Implementation:Datajuicer Data juicer MaximumLineLengthFilter
| Knowledge Sources | |
|---|---|
| Domains | Data_Quality, Filtering |
| Last Updated | 2026-02-14 16:00 GMT |
Overview
Concrete tool for filtering data samples based on maximum line length provided by Data-Juicer.
Description
MaximumLineLengthFilter is a filter operator that keeps samples where the length of their longest line falls within a specified range. It extends Filter and uses the two-phase compute_stats/process pattern. In compute_stats_batched, it splits text by newlines (or reuses precomputed lines from context via INTER_LINES fusion), measures each line's length, takes the maximum, and caches it under the max_line_length stats key. Helps identify text with abnormal line structure such as minified code or data dumps with excessively long lines.
Usage
Import when filtering based on maximum line length. Configure in YAML or Python.
Code Reference
Source Location
- Repository: Datajuicer_Data_juicer
- File: data_juicer/ops/filter/maximum_line_length_filter.py
Signature
@OPERATORS.register_module("maximum_line_length_filter")
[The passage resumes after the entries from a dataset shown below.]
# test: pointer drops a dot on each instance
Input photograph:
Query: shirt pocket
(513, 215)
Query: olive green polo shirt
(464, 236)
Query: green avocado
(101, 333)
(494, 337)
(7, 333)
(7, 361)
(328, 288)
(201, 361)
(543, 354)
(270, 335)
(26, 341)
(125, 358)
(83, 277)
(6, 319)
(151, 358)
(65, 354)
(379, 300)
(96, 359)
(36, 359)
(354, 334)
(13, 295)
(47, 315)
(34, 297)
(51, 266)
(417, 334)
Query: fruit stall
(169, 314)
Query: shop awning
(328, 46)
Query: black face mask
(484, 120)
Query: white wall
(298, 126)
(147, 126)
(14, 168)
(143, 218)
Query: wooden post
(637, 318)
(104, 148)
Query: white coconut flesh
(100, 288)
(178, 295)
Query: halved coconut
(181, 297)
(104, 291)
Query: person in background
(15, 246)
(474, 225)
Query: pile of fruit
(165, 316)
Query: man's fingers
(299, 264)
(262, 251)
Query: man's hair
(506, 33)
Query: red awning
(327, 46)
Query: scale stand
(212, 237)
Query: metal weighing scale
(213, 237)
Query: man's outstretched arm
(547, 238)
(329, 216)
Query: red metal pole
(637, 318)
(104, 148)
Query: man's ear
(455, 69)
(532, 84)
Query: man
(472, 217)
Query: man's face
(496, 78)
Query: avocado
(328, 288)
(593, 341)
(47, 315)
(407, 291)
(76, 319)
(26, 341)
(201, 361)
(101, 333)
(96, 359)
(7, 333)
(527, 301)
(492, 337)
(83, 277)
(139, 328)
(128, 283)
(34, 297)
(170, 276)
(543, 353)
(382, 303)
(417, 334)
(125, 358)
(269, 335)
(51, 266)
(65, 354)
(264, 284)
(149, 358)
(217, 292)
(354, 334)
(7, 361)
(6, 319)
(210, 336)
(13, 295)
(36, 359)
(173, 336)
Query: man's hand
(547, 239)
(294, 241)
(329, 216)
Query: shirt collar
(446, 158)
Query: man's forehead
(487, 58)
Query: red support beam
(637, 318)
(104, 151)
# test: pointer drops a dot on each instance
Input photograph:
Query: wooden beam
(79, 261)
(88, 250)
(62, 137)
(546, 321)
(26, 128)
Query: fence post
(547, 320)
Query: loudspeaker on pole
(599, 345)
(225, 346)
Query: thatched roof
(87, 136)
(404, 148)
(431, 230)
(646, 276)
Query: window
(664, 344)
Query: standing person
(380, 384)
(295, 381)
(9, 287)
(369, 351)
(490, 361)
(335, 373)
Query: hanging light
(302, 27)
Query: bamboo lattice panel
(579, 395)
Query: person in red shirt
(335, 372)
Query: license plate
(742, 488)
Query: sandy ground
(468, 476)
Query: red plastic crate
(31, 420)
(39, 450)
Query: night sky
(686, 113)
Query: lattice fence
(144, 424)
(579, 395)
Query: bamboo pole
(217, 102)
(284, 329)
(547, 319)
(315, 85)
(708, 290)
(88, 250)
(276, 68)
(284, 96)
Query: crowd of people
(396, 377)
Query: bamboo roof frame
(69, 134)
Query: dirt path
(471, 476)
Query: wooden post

class MaximumLineLengthFilter(Filter):
def __init__(self, min_len: int = 10, max_len: int = sys.maxsize, *args, **kwargs):
Import
from data_juicer.ops.filter.maximum_line_length_filter import MaximumLineLengthFilter
I/O Contract
Inputs
| Name | Type | Required | Description |
|---|---|---|---|
| min_len | int | No | Minimum maximum line length to keep samples (default: 10) |
| max_len | int | No | Maximum maximum line length to keep samples (default: sys.maxsize) |
Outputs
| Name | Type | Description |
|---|---|---|
| samples | Dict | Filtered samples with max_line_length stat computed |
Usage Examples
YAML Configuration
process:
- maximum_line_length_filter:
min_len: 10
max_len: 5000
Python API
from data_juicer.ops.filter.maximum_line_length_filter import MaximumLineLengthFilter
op = MaximumLineLengthFilter(min_len=10, max_len=5000)